KIŞANAK’IN ADAYLIĞI ONAYLANMIŞ, SERBEST BIRAKMAK ZORUNDASINIZ
Siz bugün bir belediye başkan adayını hapiste tutuyorsunuz. Onun tutukluluk halinin devamına karar vereceksiniz. Bakın Gültan Kışanak’ın belediye başkan adaylığı mahkeme heyeti, hakemler kurulu tarafından onaylanmış. Siz başkan adaylığı onaylanmış birinin kampanya yürütme hakkını menetmişsiniz. Gültan Kışanak’ı tahliye etmek zorundasınız. Belediye Başkanlığı yapması kabul edilmiş birini tahliye etmek zorundasınız.
DEM PARTİYE GÖNÜL VERENLERE ÇAĞRI
Biz on nedenle 2024 yerel seçimlerinde kazanmayı sadece kazanmak olarak değil, bir onur haysiyet mücadelesi olarak görüyoruz.
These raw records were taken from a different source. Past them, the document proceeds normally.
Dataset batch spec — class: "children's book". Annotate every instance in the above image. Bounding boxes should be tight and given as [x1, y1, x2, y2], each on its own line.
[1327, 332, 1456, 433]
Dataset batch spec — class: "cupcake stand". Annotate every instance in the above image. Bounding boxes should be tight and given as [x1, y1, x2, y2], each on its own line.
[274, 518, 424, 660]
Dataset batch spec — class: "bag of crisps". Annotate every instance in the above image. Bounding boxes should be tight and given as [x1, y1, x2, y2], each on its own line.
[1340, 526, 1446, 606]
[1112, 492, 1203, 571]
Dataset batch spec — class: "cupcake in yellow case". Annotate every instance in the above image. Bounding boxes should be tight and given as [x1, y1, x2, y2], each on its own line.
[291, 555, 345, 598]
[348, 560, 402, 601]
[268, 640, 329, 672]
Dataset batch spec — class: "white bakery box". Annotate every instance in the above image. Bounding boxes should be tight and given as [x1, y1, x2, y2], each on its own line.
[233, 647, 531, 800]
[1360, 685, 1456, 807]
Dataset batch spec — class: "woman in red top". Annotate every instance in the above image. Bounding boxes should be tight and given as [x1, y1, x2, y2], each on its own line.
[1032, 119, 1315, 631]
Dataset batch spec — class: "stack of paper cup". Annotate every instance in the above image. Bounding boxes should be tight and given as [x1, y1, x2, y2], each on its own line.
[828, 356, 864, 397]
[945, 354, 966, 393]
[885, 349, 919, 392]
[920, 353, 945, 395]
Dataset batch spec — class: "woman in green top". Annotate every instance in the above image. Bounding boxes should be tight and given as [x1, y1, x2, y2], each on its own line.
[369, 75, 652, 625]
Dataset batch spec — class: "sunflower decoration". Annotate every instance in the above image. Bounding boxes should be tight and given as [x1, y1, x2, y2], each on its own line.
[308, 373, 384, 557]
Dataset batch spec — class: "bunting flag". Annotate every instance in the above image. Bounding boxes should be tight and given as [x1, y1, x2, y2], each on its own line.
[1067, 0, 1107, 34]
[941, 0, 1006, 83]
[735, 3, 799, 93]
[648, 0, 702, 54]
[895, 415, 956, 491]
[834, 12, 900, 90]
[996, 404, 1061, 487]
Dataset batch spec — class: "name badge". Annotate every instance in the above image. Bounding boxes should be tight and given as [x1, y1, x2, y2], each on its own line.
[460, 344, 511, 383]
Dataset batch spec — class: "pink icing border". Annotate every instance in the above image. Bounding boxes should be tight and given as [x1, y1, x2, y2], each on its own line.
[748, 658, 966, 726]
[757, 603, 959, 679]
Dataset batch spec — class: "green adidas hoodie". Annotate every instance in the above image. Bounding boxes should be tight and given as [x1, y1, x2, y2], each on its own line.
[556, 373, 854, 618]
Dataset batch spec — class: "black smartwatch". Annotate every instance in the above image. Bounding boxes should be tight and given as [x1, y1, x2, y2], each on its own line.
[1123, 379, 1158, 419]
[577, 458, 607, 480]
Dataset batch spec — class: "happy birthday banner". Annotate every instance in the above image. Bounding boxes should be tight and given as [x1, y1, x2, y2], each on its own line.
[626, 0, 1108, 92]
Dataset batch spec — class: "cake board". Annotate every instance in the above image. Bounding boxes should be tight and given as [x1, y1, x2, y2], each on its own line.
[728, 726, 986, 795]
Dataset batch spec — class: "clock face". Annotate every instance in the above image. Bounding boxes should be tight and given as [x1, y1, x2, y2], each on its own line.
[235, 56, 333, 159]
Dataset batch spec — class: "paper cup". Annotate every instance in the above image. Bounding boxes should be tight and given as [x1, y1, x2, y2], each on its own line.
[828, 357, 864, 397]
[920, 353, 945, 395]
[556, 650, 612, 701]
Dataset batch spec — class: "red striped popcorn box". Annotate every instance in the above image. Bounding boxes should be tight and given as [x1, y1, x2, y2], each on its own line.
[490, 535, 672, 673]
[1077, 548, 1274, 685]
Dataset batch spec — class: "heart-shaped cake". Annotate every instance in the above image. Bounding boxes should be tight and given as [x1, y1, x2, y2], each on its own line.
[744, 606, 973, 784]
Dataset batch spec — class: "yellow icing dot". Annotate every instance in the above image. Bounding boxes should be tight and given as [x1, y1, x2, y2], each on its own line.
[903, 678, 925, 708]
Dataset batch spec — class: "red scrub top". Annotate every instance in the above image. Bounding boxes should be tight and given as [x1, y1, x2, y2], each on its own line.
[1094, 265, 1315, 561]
DEM Parti’ye ve bizlere gönül verenlereler; onurlarına ve onurumuza sahip çıksınlar. Herkese burada DEM Parti’ye oy vermeye çağırıyorum. Verilen her oy bizim için bir onurdur. O oyu veren için de bir onurdur. Bizim onurumuzla oynamaya kalkanlara karşı da bir cevaptı.”
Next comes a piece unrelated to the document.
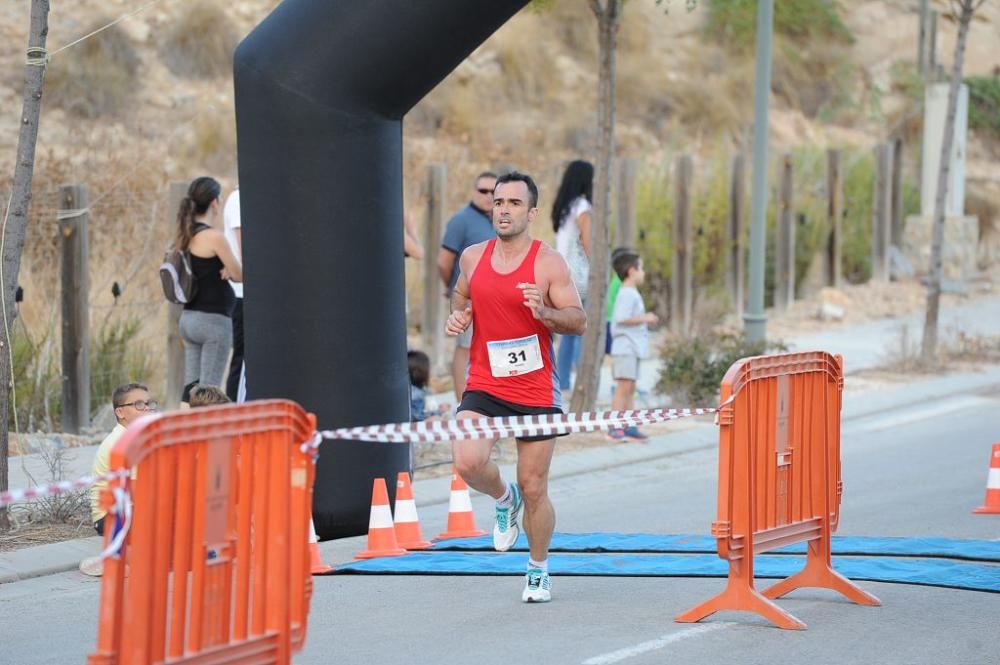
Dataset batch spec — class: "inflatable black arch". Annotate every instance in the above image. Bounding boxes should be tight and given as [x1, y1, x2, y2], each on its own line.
[234, 0, 531, 539]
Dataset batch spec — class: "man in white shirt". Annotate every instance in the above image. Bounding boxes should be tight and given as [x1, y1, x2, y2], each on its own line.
[222, 188, 243, 402]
TUNCEL: KIŞANAK’IN PROPAGANDA HAKKINI TANIMANIZ LAZIM
Bir diğer tutsak siyasetçi Sebahat Tuncel ise açlık grevinde olduğu için kısa bir konuşma gerçekleştirdiğini aktardı. Duruşma salonuna da DEM Parti Ankara Büyükşehir Belediye Eşbaşkan adayı Gültan Kışanak ile dayanışmak üzere geldiğini belirten Tuncel, “Burada DEM Parti Ankara Büyükşehir Belediye Eşbaşkan adayları Gültan Kışanak ile Öztürk Türkdoğan şahsında tüm DEM Parti belediye eşbaşkan adaylarına başarılar diliyorum. Artık DEM zamanı geldi. Gülten başkan dedi ya ‘Diyarbakır ile Ankara’nın gündemini birleştireceğiz’ diye; siz şimdi böyle bir adayın özgürlüğünü gasp etmişsiniz. Gülten Kışanak’ı derhal serbest bırakmak zorundasınız. Gülten Kışanak’ın propaganda yapma hakkını tanımanız lazım. Yok Malatya yok Kobani duruşması diyeceksiniz ama onlar hikâye. O yüzden zaman kaybetmeden Gülten Kışanakı tahliye etmeniz lazım. O da diğerleri gibi gitsin propagandasını yapsın halayını çeksin. Bu bir haktır, sizden lütufta bulunmuyoruz. Tüm ömrünü barış mücadelesine veren Gültan Kışanak, bu ülkede hala bedel ödüyor. Dolayısı ile bu özgürlüğünün gaspına son verin. Artık DEM DEMA AZADİ’ye. Sadece Kürtler değil, Türkiye halkının, emekçisinin sürece dahil olması lazım. O açıdan DEM Parti’ye verilecek bir oy, barışa verilecek oydur” dedi.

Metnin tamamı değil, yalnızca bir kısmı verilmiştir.